Obersteinach war im Krieg zweite Heimat für Rotenberger
Schüler
ROTENBERG - "An einem düsteren und frostigen Novembertag
des Jahres 1943 wanderte ein Hirte mit seinen 50 Schäfchen von
Rotenberg ins hohenlohische Obersteinach aus." So ähnlich
schrieb der ehemalige Rotenberger Lehrer, Gottlieb Kill am 26. November
1953 in einem Zeitungsbericht zum 10. Jahrestag der Umquartierung von
Rotenberger Schülern.
Bomben über Rotenberg

Obersteinach
Das waren die Klassen 1 bis 8 der damaligen Dorfschule. Die Eltern dieser
Schüler nahmen mit gemischten Gefühlen das Angebot an, Ihre
Kinder an einen sichereren Ort, der Ihnen unbekannt
war, zu verlagern. Diese Entscheidung erwies sich aber schon am Abend
des Abreisetages als richtig, da Rotenberg durch einen Bombenangriff
schwer getroffen wurde.
Die Kinder sind damals bei verschiedenen Familien und Gasteltern in
Obersteinach und Umgebung untergekommen.
Dort sind sie dann zur Schule gegangen und haben ein neues Zuhause
gefunden. Sie fühlten sich sicher und menschlich geborgen, so dass
für viele Kinder das bittere Heimweh fernab vom Elternhaus gemildert
oder sogar verdrängt wurde. Für immerhin 18 Monate wurde der
Ort ihre zweite Heimat.
Als Zeichen dankbarer Erinnerung finden deshalb seit Kriegsende immer
wieder gegenseitige Besuche statt. So werden die Rotenberger immer zum
Obersteinacher Heimatfest, das alle zehn Jahre stattfindet, eingeladen.
Nicht zuletzt, weil einige der damals Betroffenen heute im Männerchor
des TGV Rotenberg singen, hat sich zwischen den Chören von Obersteinbach
und Rotenberg eine Partnerschaft entwickelt, die bis heute von beiden
Seiten treu gepflegt wird. Leider konnten die Rotenberger am diesjährigen
Heimatfest im Mai nicht teilnehmen.
Deshalb wurde beschlossen, in der Adventszeit einen "erweiterten
Sängerausflug" zu unternehmen - fast zum 60. Jahrestag der
Verlagerung.
Am 3. Advent begann die Fahrt in Richtung Ilshofen für die 55
Personen um 7.30 Uhr. Eingeladen waren außer dem Chor alle, die
sich mit Obersteinach verbunden fühlen.
Schon bei der Einfahrt in das hohenlohische Dorf wurden die ersten
Erinnerungen an damalige Ereignisse wach. Häuser und Gehöfte
wurden wiedererkannt genauso wie die Schule und die Kirche. Die erste
Station nach der Ankunft war ein Erinnerungsgottesdienst in der Kirche,
in der einige der Rotenberger Kinder damals konfirmiert wurden.

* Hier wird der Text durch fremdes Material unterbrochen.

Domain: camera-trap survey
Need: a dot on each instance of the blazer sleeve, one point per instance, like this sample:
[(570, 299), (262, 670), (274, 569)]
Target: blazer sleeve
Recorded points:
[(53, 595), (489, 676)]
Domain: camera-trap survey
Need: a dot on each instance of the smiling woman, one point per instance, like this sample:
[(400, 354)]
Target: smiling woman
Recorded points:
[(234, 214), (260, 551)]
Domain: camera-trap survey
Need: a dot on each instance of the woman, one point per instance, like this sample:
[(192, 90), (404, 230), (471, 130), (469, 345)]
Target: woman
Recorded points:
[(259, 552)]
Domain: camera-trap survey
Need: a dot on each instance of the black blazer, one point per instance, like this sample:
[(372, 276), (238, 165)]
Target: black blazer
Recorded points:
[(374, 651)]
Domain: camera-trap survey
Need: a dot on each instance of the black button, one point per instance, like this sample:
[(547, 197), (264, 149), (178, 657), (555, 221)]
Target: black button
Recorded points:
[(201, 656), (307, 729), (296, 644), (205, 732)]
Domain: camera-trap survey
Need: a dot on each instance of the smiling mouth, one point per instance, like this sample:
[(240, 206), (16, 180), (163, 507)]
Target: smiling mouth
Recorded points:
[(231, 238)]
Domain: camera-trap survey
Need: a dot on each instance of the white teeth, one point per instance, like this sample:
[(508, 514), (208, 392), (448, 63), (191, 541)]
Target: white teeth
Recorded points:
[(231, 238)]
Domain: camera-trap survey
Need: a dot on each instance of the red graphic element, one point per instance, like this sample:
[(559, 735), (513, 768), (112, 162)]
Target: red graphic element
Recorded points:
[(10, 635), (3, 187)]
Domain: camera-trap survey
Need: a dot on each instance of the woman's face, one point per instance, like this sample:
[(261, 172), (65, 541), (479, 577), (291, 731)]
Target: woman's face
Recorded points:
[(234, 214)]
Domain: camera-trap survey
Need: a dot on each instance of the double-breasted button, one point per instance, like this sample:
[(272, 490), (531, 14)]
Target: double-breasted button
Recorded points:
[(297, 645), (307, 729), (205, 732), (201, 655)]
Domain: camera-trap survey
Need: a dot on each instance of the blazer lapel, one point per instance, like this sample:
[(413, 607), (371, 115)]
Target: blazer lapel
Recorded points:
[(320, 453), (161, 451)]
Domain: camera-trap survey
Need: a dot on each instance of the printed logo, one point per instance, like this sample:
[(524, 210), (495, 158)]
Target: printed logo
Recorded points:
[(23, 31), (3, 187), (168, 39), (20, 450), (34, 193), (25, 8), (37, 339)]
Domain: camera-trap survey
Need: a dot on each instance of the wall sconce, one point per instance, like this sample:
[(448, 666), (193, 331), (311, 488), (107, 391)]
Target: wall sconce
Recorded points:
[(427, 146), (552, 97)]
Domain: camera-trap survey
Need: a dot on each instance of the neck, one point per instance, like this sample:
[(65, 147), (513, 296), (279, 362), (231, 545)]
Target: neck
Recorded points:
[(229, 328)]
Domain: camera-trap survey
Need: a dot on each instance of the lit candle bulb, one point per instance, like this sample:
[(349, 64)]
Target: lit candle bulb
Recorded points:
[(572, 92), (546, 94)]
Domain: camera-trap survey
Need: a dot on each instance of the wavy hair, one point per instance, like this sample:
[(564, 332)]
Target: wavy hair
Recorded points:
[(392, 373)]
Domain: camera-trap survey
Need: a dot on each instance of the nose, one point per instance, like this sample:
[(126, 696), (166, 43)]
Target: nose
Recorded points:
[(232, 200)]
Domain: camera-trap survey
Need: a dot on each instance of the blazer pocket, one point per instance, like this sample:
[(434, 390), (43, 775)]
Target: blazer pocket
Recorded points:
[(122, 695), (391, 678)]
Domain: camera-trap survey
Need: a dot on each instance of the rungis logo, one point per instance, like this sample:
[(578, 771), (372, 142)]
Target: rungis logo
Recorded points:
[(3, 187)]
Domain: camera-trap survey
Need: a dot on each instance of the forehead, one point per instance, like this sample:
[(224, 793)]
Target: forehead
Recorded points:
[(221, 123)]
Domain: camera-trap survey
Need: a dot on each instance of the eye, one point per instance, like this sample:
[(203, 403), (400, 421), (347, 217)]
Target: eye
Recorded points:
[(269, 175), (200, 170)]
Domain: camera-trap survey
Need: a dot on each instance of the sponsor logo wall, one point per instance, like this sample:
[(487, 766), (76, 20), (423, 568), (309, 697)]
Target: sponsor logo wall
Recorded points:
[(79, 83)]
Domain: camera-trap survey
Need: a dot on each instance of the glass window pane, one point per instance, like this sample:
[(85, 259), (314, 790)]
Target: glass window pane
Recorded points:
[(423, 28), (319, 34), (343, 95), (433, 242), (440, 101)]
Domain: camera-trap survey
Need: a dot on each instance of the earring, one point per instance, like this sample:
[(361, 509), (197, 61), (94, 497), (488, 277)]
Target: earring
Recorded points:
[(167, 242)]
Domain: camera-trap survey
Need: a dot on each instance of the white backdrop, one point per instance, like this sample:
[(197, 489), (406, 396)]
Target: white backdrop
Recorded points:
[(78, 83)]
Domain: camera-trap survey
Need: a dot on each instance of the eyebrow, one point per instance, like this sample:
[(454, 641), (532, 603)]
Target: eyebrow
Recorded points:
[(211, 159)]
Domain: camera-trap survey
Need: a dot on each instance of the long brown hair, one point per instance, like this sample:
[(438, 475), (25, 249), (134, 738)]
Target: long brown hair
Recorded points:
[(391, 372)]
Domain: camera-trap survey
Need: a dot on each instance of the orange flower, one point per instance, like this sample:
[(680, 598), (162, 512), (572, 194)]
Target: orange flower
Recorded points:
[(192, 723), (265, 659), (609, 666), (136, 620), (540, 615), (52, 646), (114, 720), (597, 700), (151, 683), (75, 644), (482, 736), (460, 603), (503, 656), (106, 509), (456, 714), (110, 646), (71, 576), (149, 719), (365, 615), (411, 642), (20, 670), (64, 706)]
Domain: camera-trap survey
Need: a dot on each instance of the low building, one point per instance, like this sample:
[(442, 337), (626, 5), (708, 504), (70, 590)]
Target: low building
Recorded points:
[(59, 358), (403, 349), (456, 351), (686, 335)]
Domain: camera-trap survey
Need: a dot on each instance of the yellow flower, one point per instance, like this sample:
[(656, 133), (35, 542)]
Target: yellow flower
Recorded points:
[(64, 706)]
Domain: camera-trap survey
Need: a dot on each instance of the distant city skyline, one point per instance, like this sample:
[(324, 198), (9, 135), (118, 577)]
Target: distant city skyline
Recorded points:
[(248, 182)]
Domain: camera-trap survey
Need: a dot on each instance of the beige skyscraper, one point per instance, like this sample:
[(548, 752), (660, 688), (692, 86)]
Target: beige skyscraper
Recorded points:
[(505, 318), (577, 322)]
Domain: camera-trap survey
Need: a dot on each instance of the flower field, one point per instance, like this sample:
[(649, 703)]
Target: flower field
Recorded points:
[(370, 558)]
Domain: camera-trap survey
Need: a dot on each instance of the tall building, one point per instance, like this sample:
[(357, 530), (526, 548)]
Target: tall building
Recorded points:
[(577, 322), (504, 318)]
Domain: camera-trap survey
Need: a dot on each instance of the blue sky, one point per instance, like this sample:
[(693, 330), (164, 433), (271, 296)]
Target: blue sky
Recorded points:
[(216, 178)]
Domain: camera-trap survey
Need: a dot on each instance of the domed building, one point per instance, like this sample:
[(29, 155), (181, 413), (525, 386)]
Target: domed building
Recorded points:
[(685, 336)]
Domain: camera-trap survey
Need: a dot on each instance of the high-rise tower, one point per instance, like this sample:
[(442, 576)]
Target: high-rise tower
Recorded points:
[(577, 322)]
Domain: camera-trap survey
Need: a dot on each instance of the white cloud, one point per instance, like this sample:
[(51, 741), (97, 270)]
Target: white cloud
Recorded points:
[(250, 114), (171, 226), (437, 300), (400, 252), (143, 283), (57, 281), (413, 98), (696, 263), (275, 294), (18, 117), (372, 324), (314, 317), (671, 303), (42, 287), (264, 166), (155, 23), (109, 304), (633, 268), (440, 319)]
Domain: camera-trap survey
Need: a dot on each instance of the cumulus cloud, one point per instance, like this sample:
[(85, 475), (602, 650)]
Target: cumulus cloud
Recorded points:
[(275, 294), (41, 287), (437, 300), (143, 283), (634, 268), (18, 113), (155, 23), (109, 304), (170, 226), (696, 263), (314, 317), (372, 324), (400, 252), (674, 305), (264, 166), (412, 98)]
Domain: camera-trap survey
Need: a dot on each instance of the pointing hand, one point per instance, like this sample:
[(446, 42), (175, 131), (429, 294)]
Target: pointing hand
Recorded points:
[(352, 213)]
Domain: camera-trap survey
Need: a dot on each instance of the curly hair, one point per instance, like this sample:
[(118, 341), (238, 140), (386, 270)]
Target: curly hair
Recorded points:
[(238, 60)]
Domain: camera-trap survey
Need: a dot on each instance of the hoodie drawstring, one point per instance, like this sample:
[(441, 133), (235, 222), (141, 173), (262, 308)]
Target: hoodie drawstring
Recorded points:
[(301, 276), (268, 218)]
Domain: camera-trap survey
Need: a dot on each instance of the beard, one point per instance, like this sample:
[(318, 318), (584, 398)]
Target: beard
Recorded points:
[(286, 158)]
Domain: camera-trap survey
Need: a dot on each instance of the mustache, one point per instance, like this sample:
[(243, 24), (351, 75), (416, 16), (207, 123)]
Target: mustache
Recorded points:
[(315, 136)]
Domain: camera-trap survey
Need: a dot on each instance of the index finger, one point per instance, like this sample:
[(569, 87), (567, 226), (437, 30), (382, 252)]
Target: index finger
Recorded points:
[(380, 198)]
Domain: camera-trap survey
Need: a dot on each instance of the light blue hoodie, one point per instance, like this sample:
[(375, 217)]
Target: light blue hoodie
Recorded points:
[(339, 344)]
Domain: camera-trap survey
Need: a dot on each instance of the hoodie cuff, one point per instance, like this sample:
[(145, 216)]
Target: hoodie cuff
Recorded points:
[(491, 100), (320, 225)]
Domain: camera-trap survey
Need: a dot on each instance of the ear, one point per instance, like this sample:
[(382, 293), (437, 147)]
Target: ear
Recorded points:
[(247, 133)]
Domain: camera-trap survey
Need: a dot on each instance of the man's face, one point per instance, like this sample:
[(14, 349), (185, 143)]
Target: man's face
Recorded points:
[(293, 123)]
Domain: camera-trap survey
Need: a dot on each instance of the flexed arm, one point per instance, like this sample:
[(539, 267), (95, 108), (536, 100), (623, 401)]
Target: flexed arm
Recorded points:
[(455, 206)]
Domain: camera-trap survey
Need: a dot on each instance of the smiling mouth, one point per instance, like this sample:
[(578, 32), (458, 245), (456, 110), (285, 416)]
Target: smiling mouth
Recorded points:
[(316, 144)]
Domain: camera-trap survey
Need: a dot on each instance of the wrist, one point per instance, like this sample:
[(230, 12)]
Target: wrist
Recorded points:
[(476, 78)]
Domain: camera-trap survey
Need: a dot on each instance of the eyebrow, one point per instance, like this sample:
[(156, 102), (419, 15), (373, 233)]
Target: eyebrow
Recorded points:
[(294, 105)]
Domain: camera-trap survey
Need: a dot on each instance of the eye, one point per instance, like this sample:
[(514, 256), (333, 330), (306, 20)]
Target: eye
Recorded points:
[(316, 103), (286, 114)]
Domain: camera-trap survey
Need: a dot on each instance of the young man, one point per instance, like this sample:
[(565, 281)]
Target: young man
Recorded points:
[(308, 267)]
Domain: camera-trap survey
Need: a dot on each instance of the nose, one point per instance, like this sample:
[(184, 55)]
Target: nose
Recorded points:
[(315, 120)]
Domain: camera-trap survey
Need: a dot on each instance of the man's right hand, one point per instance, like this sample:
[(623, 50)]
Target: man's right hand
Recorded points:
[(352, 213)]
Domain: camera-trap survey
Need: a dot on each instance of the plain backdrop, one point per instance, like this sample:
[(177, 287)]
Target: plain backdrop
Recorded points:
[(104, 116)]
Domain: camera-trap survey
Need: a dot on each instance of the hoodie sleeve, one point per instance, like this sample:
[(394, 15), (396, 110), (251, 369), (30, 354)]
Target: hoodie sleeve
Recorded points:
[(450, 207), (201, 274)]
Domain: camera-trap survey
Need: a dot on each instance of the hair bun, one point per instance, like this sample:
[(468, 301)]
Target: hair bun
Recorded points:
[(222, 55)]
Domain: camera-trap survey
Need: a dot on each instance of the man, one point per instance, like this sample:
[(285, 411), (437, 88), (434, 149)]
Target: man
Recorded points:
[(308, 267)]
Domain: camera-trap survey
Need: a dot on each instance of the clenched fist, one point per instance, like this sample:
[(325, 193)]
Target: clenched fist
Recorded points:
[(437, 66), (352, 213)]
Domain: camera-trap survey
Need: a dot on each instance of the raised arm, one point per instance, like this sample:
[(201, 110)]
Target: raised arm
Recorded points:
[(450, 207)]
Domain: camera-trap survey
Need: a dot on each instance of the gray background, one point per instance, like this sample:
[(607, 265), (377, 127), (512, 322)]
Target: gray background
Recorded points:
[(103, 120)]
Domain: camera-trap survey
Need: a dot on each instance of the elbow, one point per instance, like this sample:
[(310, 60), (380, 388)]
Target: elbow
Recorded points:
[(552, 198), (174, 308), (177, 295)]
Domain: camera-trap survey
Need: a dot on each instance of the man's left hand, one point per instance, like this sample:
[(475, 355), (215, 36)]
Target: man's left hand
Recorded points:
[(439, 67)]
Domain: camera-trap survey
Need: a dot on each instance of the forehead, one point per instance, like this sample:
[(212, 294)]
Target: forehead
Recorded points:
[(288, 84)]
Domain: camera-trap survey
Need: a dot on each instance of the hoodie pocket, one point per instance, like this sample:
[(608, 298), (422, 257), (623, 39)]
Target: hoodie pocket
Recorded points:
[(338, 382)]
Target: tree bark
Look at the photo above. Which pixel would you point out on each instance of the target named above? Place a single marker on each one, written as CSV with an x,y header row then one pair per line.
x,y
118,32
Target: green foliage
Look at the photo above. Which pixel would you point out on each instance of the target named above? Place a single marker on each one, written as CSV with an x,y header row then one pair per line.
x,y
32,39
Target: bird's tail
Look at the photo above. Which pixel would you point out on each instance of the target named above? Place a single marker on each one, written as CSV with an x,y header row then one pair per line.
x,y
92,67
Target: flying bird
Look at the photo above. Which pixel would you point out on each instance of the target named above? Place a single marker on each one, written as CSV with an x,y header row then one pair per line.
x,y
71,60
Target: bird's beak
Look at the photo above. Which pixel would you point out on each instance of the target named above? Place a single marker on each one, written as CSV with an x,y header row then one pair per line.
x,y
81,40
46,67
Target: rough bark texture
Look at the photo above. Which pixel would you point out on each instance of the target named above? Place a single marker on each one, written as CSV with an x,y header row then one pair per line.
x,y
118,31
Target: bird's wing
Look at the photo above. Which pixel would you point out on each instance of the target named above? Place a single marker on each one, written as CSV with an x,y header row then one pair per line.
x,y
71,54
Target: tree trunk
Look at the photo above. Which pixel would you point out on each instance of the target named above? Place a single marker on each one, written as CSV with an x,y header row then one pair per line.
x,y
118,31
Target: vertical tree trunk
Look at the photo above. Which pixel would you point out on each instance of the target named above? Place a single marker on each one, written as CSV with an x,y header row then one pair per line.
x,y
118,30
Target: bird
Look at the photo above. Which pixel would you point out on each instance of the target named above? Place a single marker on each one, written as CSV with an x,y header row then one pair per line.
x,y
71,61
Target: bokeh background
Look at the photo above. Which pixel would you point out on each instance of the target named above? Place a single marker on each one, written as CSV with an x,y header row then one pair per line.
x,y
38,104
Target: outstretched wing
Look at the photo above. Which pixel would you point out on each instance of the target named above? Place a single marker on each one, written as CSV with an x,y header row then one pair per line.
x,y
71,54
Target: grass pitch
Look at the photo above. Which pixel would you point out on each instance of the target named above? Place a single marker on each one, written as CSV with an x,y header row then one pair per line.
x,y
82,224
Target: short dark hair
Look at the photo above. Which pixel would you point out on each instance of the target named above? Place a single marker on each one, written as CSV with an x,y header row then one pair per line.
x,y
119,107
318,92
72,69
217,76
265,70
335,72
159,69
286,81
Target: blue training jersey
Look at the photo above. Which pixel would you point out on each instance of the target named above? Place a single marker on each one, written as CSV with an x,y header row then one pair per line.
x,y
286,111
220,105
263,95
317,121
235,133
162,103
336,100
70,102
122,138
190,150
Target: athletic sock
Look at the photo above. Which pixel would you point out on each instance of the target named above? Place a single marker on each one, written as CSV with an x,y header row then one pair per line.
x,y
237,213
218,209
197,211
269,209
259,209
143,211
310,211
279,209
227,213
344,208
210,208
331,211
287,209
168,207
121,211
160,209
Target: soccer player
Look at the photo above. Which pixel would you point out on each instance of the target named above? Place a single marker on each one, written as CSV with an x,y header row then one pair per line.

Hier war auch das erste Zusammentreffen mit den ehemaligen Schulkameradinnen
und Schulkameraden. Den Gottesdienst gestaltete der Chor mit einigen
geistlichen Liedern unter der Leitung von Vizedirigent Rainer Berner
mit. In seiner Ansprache verstand es Hermann Berner als direkt Betroffener,
auch Außenstehenden gut die Gefühle und Ängste der Kinder
von damals zu vermitteln. Dankbar hob er die freundschaftliche Beziehung
über Generationen hinweg als fast schon einmalig heraus. Auch Walter
Stepper, einer der Organisa-toren in Obersteinach, beschrieb einige
Situationen, die manche Schicksalsgemeinschaft entstehen ließen,
die bis heute Bestand hat.
Nach einem Mittagessen wurden bei einem Spaziergang durch Obersteinach
die Zufluchtstätten von 1943 in Augenschein genommen. Dabei wurden
Erlebnisse und Eindrücke von damals ausgetauscht.
Der rege Austausch wurde auch beim darauf folgenden Gemeindenachmittag
weitergeführt. Dieser wurde, passend zum 3. Advent, mit weihnachtlichen
Weisen von den Obersteinacher Landfrauen, dem Posaunenchor und dem gemischten
Chor des Liederkranzes Obersteinach gestaltet.
Auch die Rotenberger Sänger ließen es sich natürlich
nicht nehmen, ihren Beitrag mit einzubringen. Ein nicht alltägliches
Krippenspiel der Obersteinacher Jugend rundete den festlichen Nachmittag
ab. So konnte, gut gestärkt, die Heimreise an-getreten werden.
Dieses Treffen war wieder ein Meilenstein in der freundschaftlichen
Verbundenheit dieser beiden Orte. Die meisten Teilnehmer werden mit
großer Freude an diesen schönen Nachmittag zurückdenken.